Short Version : Move on and Let It Go
I've recently left a company for whom I developed an open source project for over two years. The project is now gaining traction with its intended community, so in many ways my hard work is paying off.
You were paid, you left, you're not being paid to do it now.
Time to move on to new pastures.
Of course, with more users means more bug reports, feature requests, and contributions. Because the project has been put on the back burner by the company, most of these issues go unanswered for months. It pains me to see this and I would like to keep contributing to something in which I still see merit.
This is a psychological issue. You feel a sense of responsibility and ownership towards the project you worked hard on. However you did not own it and your responsibility de facto ended when you left.
You're having trouble letting go, but in the course of your career you'll find you have to leave maybe hundreds of projects you invested time in (and got paid for !) and they'll all need more work. You can't keep them all.
My question is: Should I keep contributing to an open source project which belongs to a company I no longer work for, and if so how?
No you should not.
It's not practical and you are working for free. Never work on what is in fact a commercial project very loosely pretending to be open source.

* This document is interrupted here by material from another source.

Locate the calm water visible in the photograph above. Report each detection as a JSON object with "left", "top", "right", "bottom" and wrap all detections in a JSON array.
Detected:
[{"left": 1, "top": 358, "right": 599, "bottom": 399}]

Naturally, I am no longer an admin on the project so I can't merge/close PRs. I'm reluctant to answer issues directly as it might give the impression that I'm still part of the organization. I've considered forking it under my username and continuing development, but fear it would seem in bad faith (like I'm trying to "steal" their users).
If it's really open source then forking is something they have to cope with. There's no need for guilt.
Note that they would not be operating (or claiming to operate) an open source model of development unless it was beneficial to them. Companies get something from this process, even if it just makes them look "friendly" from the outside.
You can fork with a clear conscience if you really, really want to.
EDIT: All the repos are Apache 2.0 as of this moment. The project consists of a desktop application which contains the name of the company and two libraries which are branding agnostic. The company does not de facto accept pull request from third parties.
Not accepting pull requests from third parties suggests it's not really being done as a proper open source project (at least in my mind). While there's no obligation to accept third party contributions in your own branch, it's pointless operating "open source" if you just blanket ignore such contributions.
From a practical point of view this means you cannot continue contributing to that project. You can fork it and create your own version which will become a different project (as they won't merge your contributions anyway).
EDIT 2: I'm still very close with most of the people at the company and left on very good terms. Current maintainers still ask me technical questions about the project, which has lead to some tongue-in-cheek remarks from my former bosses about me "working for free". They aren't open to paying me part time to maintain the repo. The reason I feel compelled to keep working on this is because of the domain knowledge I've accumulated; it's likely no one else knows as much as I do.
You are a working developer who gets the money they need to eat, drink, be housed and clothed from coding. Keep that in mind.
While it's perfectly reasonable to maintain contact and answer the occasional technical question with colleagues (that's just networking - a good thing to do as long as it flows both ways), if you're really operating as an unpaid consultant then you need to put the brakes on this.
Don't drift into becoming an unpaid worker for your former employer.
You left the company and all the work it did behind. You need to accept this as a fact and move on mentally.